Oh my gosh New York, there is something the f*ck wrong with me. I'm slow.
I thought of all the times someone had yelled at me after almost running me over. Last week it was the crane that was carrying away the PVC pipes. The week before it was when someone tripped over my pinky toe on the escalator when they were running up and I was taking each step two feet at a time. And last month it was my boyfriend from a moving Q train, after I failed to get back onto the train while standing to the side to let off a group of noisy high school students. Yes sir, New York City, I am slower than a grandma on a hot day on in front of Max Brenner.

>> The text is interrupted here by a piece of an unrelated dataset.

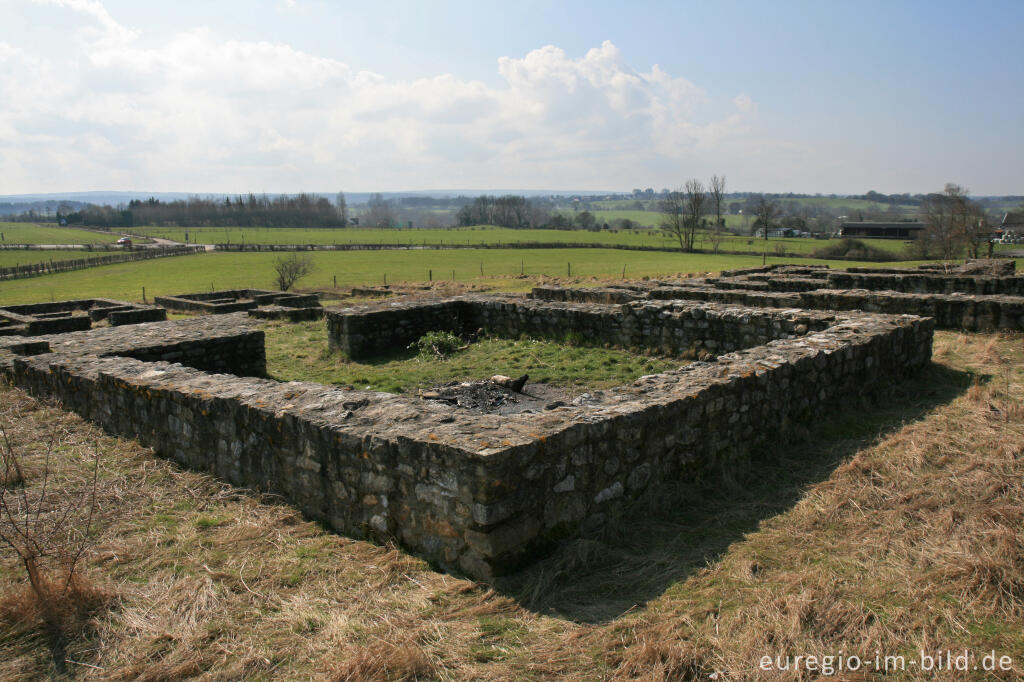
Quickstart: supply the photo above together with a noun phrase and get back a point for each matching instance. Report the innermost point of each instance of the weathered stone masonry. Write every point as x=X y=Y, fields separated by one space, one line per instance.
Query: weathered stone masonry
x=479 y=494
x=59 y=316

Being slow in you, New York, makes you a terrible person to share the city with, but if terrible people like those reckless members of the Tour De France re-creation group that tried to ruin me can live in your town, then I sure can live here too. New York, you are a town full of great souls that have one thing that is really terrible about them. For me, that thing is being slow, which is way better than being an a**hole on a bike.
Lying there on that grassy island, I knew I had to find a way to put myself back on top of my New York ecosystem. There had to be someone out there more terrible than me in the flow of your city walls. I picked my limp, sad body up and trudged toward the pedestrian lane and continued my run.

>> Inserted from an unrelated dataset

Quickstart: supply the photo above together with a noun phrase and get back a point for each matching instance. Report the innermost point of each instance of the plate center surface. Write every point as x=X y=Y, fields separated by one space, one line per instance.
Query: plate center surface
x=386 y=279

As I began to sweat in the cold April sun of Brooklyn, my confidence returned. I noticed the park's new arsenal of NYPD golf carts and hopped about them like a pro. I breezed past the slower joggers with tired dogs and weight belts. Then, at the Nethermead, I saw a woman pushing two strollers -- an anomaly even for Park Slope. Her strollers were swerving every which way and she was walking ever so slowly as if she had nowhere to be and no work-from-home job to get back to. I slowed my jog as I became closer to her and began to feel bad for her having to deal with those -- What the hell is this? Did she just stop? She stopped in the middle of the pedestrian lane? What is she thinking? She's putting the entire park in danger, not to mention the possible children that might be in those strollers? What the f*ck is wrong with her? I knew what had to be done, and there was no time to run around her.

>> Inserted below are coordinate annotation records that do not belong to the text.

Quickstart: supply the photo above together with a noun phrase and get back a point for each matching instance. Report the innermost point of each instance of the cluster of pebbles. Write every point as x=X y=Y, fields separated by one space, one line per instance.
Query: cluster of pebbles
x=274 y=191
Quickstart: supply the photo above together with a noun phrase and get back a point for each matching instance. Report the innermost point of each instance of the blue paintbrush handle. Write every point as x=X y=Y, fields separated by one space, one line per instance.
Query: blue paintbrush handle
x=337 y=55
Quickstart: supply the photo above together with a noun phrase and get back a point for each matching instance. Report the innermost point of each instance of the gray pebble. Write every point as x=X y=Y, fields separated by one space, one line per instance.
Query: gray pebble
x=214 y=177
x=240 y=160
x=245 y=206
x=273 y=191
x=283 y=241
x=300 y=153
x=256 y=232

"Out of my way, lady!" I screamed as I pushed past her, jumping over her stroller (which had a child in it) and scaring the daylights out of her. I sprinted forward, my mother's Lululemon pants (that I borrowed and promise to give back soon) flapping in the wind. It felt great to run freely at the speed of a jaguar (maybe a jaguar who was raised in captivity?) and it felt great to call someone "Lady" and mean it in the way people say it when they want someone to get the f*ck out of the way.
"Hey," she said as I ran toward the park's exit. "I'm walkin' here!" What a loon. She wasn't even walking. All was right in the ecosystem.
And so New York, get ready for me. I'm tough, I'm smart, and your people will have plenty of time to run me over if you want to, because I'm not going any faster for anyone but me.